Passing a viable transportation bill is crucially important for the still-sluggish American economy. Usually, except for fighting over who gets what share of the public works money, political parties cooperate on such bills. They authorize highways, bridges and public transit systems, among other things, projects that create jobs and improved infrastructure that benefits consumers and businesses alike.
But this year the House chose a silly approach: a three-month extension of current authorizations larded down with election-year ideology and nonsense. The Senate's more serious two-year bill keeps the focus on current and future transportation needs. What a concept.
The silliest House provision would grant approval to a Canadian company's controversial application to add about 1,600 miles to an existing 2,100-mile oil pipeline system. TransCanada's Keystone pipeline already runs from northern Alberta to Cushing, Okla., with a spur running across Missouri to refinery and storage facilities at Roxana and Patoka, Ill.
The new Keystone XL proposal adds another pipeline along a different route from Canada to Cushing and then on to Texas refineries in Houston and Port Arthur on the Gulf coast.
As we have noted before, the Keystone XL proposal is a hustle being sold on phony promises of tens of thousands of jobs and environmental safety.
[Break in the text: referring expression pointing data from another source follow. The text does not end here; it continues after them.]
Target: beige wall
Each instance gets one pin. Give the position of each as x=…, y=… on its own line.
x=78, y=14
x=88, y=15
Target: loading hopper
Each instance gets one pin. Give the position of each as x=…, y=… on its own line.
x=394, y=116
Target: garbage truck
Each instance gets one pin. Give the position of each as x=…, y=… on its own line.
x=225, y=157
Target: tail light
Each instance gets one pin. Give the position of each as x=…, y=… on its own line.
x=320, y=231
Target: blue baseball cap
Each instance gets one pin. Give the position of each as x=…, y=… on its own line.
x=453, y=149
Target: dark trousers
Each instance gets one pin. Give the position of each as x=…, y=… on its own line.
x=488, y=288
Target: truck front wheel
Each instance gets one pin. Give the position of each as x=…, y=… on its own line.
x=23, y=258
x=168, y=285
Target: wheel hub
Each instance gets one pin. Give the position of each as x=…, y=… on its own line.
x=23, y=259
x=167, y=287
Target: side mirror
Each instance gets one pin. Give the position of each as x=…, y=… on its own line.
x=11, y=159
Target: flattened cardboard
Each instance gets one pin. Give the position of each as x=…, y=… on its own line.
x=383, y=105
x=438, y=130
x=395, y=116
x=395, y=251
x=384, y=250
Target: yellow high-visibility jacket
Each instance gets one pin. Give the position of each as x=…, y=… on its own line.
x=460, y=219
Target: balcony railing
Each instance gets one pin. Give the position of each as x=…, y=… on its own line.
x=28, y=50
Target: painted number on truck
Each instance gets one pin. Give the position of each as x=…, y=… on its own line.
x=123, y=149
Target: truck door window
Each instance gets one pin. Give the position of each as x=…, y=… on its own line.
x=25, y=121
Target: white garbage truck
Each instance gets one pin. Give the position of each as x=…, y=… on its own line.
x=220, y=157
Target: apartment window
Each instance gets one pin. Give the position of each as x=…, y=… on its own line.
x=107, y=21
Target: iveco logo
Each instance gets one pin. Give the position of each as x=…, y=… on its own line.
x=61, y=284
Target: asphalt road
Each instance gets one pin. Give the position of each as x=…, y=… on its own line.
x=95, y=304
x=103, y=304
This latest Republican-led attempt (with the support of some Democrats and labor unions) to bypass procedural safeguards and force the proposal down America's throat is no more acceptable than the previous failed attempt in January.
That's when President Barack Obama rejected TransCanada's application as not in the national interest, rather than play along with a timetable artificially accelerated by pipeline supporters in what amounted to attempted political blackmail.
Because XL would cross the international border between the United States and Canada, the proposal must be reviewed and approved - both the broad strokes and the fine details - by the State Department. Most of all, before it receives final approval, the president must determine that it advances the national interests of the United States.
Last week, TransCanada filed a new XL application that includes a slightly modified route through Nebraska, supposedly to address genuine concerns in that state about the awful consequences of a pipeline breach on aquifers that supply fresh water for drinking and irrigation to millions of Midwesterners. Environmental groups say the new route does little to ameliorate the threat.
TransCanada, a private, foreign company, also continues to use the power of eminent domain to pressure U.S. landowners to grant easements for the pipeline and, in some cases, to seize property in court. This even though the project has not yet received, and may never receive, authorization.
In reality, not Republican fantasy, Keystone XL would generate only a few thousand jobs and would have little effect on unemployment rates. Much of the oil that would be carried by the pipeline is already under contract to companies that plan to refine and ship it overseas; thus, it would not enhance the security of America's energy supplies.
The transportation conference committee must make sure the final version of the bill is free from any Keystone XL contamination.